Isso é regime de escravidão. Trabalhar até o limite das forças! A indignação de
meu amigo resulta de uma interpretação equivocada dessa questão. Quando o
mentor diz que o limite do trabalho é o das forças, não se reporta à atividade
profissional especificamente, mas às nossas atividades de um modo geral, no dia
a dia. Somos um dínamo-psiquismo, dotados do pensamento contínuo. Não paramos
de exercitar a mente, nem mesmo quando dormimos. Os sonhos são resíduos de
nossa atividade durante o sono.
O trabalho, no sentido usado pelo mentor, está representado
pelo esforço em disciplinar a mente, mantendo-nos sempre ativos, interessados
em aprender, em desenvolver nossas potencialidades criadoras. Qualquer
trabalho: varrer uma casa, cuidar de uma criança, preparar uma refeição,
escrever um livro, ou criar um programa de computador, disciplina o cérebro,
favorecendo a aquisição de conhecimentos e experiências que promovem nossa
evolução. Todas as realizações humanas, no campo individual e coletivo, sempre
envolvem o esforço disciplinador do trabalho.
Com o desenvolvimento dos recursos tecnológicos, a
tendência é haver uma progressiva redução da jornada de trabalho profissional.
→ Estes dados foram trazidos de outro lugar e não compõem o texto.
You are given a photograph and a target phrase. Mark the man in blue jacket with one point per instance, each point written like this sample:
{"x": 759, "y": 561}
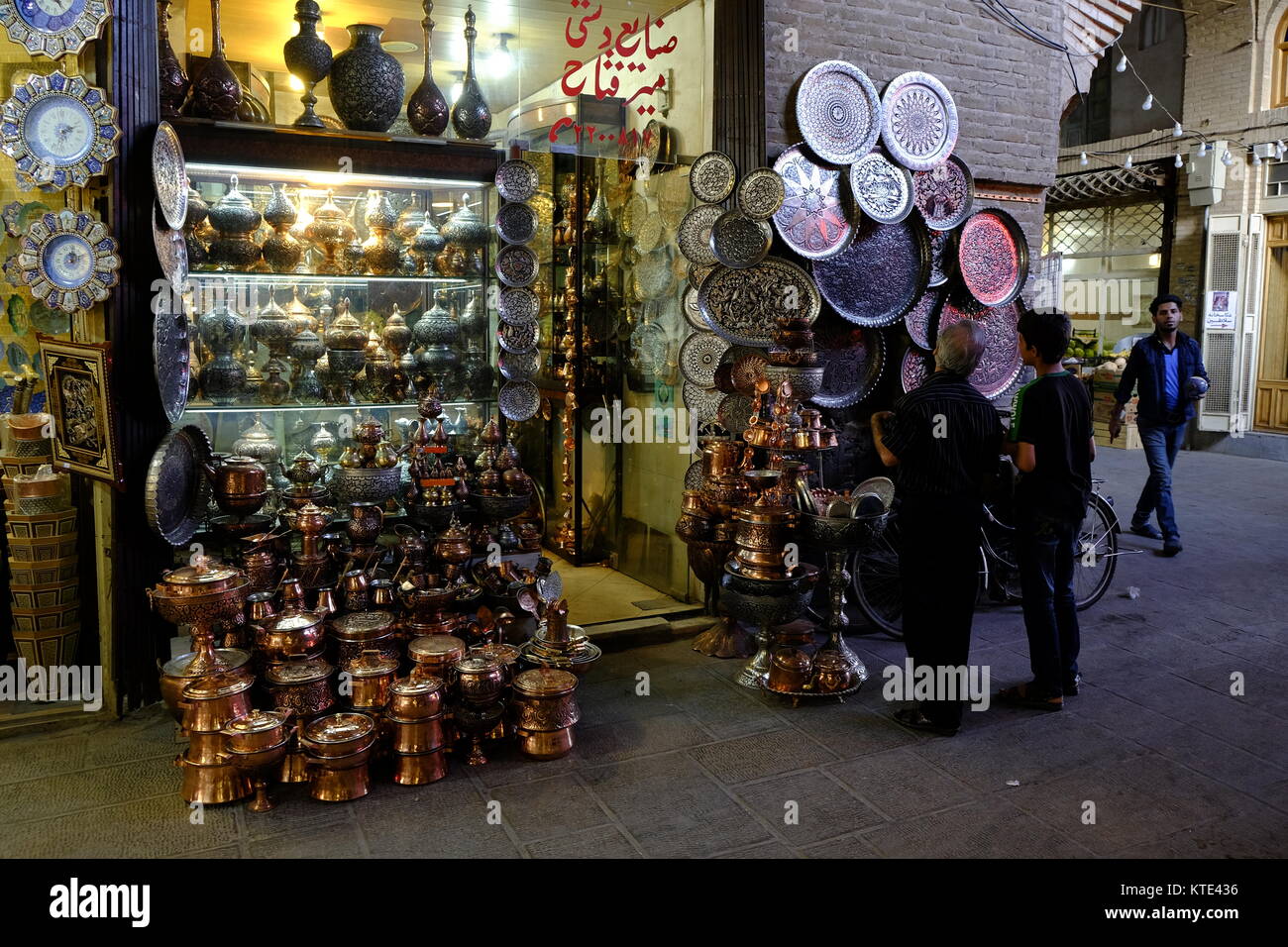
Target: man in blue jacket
{"x": 1159, "y": 367}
Há empresas na Europa e nos Estados Unidos com expediente de
segunda a quinta-feira. O profissional desfruta de três dias de folga. O
problema está no que fazer desse tempo subtraído à jornada profissional,
evitando cair na ociosidade, ou em não fazer nada. Imperioso recordar que o trabalho,
além de disciplinador, tem características saneadoras. No atual estágio de
evolução, se ficamos ociosos, mente desocupada, damos livre curso às nossas
tendências inferiores e acabamos comprometidos por vícios e desregramentos. Daí
o velho ditado: Mente vazia é forja do demônio. O pensamento ruim chega sempre
quando não temos o que fazer, porquanto como estamos longe da angelitude,
prevalecem em nós impulsos próprios da animalidade primitiva de onde viemos. Em
hospitais psiquiátricos há a praxiterapia, em que se oferece ao paciente a
oportunidade de realizar algum trabalho, com o propósito de pôr ordem em sua
casa mental, o que o ajuda a recompor-se.
Portanto, caro leitor, quando o mentor espiritual informa que
o limite do trabalho é o das forças, não pretende que trabalhemos
profissionalmente naquele ritmo da Revolução Industrial, no século XVIII,
quando era comum a jornada de trabalho de 12 a 16 horas, com operários
laborando até a exaustão.
Pretende que reservemos o tempo que nos sobra nas atividades
profissionais e familiares para o empenho de aprender sempre, que alarga os
horizontes de nosso entendimento, e para a aquisição de virtudes evangélicas,
que estreitam o espaço para a animalidade primitiva. Somente assim evitaremos o
comportamento instintivo, divorciado da razão que complica a existência, e
conquistaremos aquela riqueza que, segundo Jesus, as traças não roem, nem os
ladrões roubam… Uma riqueza formada pelas aquisições espirituais, no campo da
Verdade e do Bem, patrimônio inalienável que nos sus- tentará o equilíbrio e a
paz onde estivermos, na Terra ou no Além.